Strong Dollar Is a Double-Edged Sword

January 30, 2015

What does a strong U.S. dollar mean for you? We commonly think of strong as a positive thing, but we’re talking finance and economics here, where nothing is ever simple and straightforward. A strong dollar is in fact a double-edged sword, and it’s extremely difficult to predict which edge is the more likely to cut you.

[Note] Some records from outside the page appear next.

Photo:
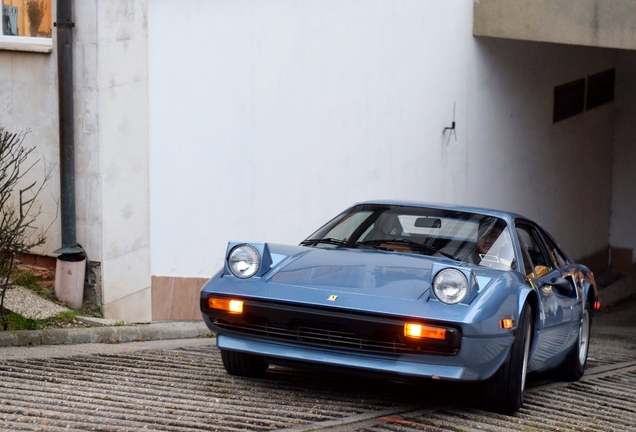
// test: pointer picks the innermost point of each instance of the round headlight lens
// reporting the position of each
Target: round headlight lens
(244, 261)
(450, 286)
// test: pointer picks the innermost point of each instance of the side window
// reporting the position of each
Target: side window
(538, 265)
(557, 256)
(524, 241)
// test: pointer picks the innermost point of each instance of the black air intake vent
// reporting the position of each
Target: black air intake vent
(600, 89)
(569, 100)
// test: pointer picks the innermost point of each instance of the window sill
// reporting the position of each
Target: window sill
(18, 43)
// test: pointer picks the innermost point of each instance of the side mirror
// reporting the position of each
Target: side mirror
(562, 286)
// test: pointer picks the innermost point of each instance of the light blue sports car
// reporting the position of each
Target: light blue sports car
(406, 290)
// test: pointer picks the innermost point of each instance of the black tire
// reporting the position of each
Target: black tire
(573, 366)
(242, 364)
(503, 392)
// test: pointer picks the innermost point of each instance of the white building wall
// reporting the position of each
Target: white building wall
(122, 80)
(268, 118)
(28, 102)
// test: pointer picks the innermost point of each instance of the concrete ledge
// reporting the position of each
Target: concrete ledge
(141, 332)
(618, 291)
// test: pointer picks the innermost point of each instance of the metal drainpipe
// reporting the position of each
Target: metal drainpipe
(64, 27)
(70, 251)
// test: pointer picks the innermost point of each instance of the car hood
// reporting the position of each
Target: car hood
(375, 273)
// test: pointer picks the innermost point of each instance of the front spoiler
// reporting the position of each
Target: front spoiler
(479, 358)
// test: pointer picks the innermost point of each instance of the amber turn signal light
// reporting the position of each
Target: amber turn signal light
(421, 331)
(227, 305)
(506, 323)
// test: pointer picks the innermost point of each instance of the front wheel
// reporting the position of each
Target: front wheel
(243, 364)
(503, 392)
(573, 366)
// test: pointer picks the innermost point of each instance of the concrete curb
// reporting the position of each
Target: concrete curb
(140, 332)
(618, 291)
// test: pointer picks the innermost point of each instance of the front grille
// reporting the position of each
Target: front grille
(332, 338)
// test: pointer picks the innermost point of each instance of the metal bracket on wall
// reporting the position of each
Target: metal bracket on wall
(62, 24)
(451, 127)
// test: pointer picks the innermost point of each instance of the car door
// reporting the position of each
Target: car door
(555, 305)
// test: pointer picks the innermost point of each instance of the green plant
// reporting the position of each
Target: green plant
(18, 209)
(27, 279)
(64, 317)
(18, 322)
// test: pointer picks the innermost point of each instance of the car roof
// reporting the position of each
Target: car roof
(508, 216)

Right now, the dollar is dandy.

The U.S. dollar has gained more than 15 percent against the yen, the euro and the Canadian dollar in the past six months, and in fact climbed to its highest point in 11 years. With that news, the patriot in most of us may now be cheering, “Way to go, greenback!” The U.S. is winning, but in a backhanded-compliment kind of way: The dollar is gaining strength not so much because of stellar U.S. economic performance — though it is steadily improving and U.S. corporations are doing quite well — but because of the disappointing economic performance in the rest of world. Our growing energy independence is probably strengthening the dollar, too, reducing our current account deficit and thereby, at least theoretically, shrinking the global supply of dollars and upping the dollar’s value. And thanks to the improving health of our economy, the Federal Reserve has telegraphed that it will raise interest rates, which will encourage more fixed-income investment and further bolster the dollar. Whatever the reasons, we’ll take any good news we can get.


For consumers, a strong dollar is unequivocally good.

As a consumer, the strong dollar is not just good news, it’s fantastic news. Everything you and I purchase that’s imported becomes cheaper, whether it’s clothing, television sets, oil or gold, putting more money in our pockets and driving down inflation. If you’re traveling outside the U.S., your dollar goes further as well, making lodging, transportation and sightseeing — not to mention that Italian leather handbag, silver quaich from Scotland or Thai Sangkhalok pottery — a bargain by comparison.


For investors, it gets more complicated.

As an investor, the strong dollar becomes much more of a mixed bag. It makes U.S. exports more expensive in relation to foreign-made goods, thereby weakening demand, and U.S. companies with overseas revenue streams will see the value of those profits diminished. How does that impact investors? In general, it means that under a strong dollar a portfolio with a high exposure to U.S. equities may do better than one with a high exposure to international equities, but those U.S. equities that do a lot of business abroad may see reduced returns. To use a very concrete example, Proctor & Gamble — a U.S. corporation but also the world’s largest consumer goods company with billions of dollars in annual overseas sales — just this Tuesday reported that their quarterly earnings were down by 31 percent. The culprit, according to P&G? The U.S. dollar, and they warned investors that the burgeoning buck would cut sales by 5 percent and profits by 12 percent this year.


Don’t fixate on fluctuations.

All that said, it’s exceedingly difficult to “time the market” of rising or falling currencies, and most individual investors should avoid trying. Investing for most of us is a long-term game and it can be counter-productive to play it based on short-term trends. My advice to investors is threefold. First, it’s good for the average investor to have a basic understanding of factors such as currency appreciation and depreciation that impact the markets, because it makes you a more savvy and confident investor. Second, consult with your financial adviser about how you might judiciously modify your portfolio in the prevailing market conditions — timing the market isn’t easy, but it’s not impossible with the help of smart, experienced professionals. Third, and above all, stay focused on the fundamental merits of individual investments and your portfolio allocation over time rather than fixating on market fluctuations such as the dollar’s strength. Taking the long view, the dollar’s current value becomes merely a detail — a detail that’s up for now but will most certainly go down again eventually.


Phoebe Venable, chartered financial analyst, is President & COO of CapWealth Advisors LLC. Her column on women, families and building wealth appears each Saturday in The Tennessean.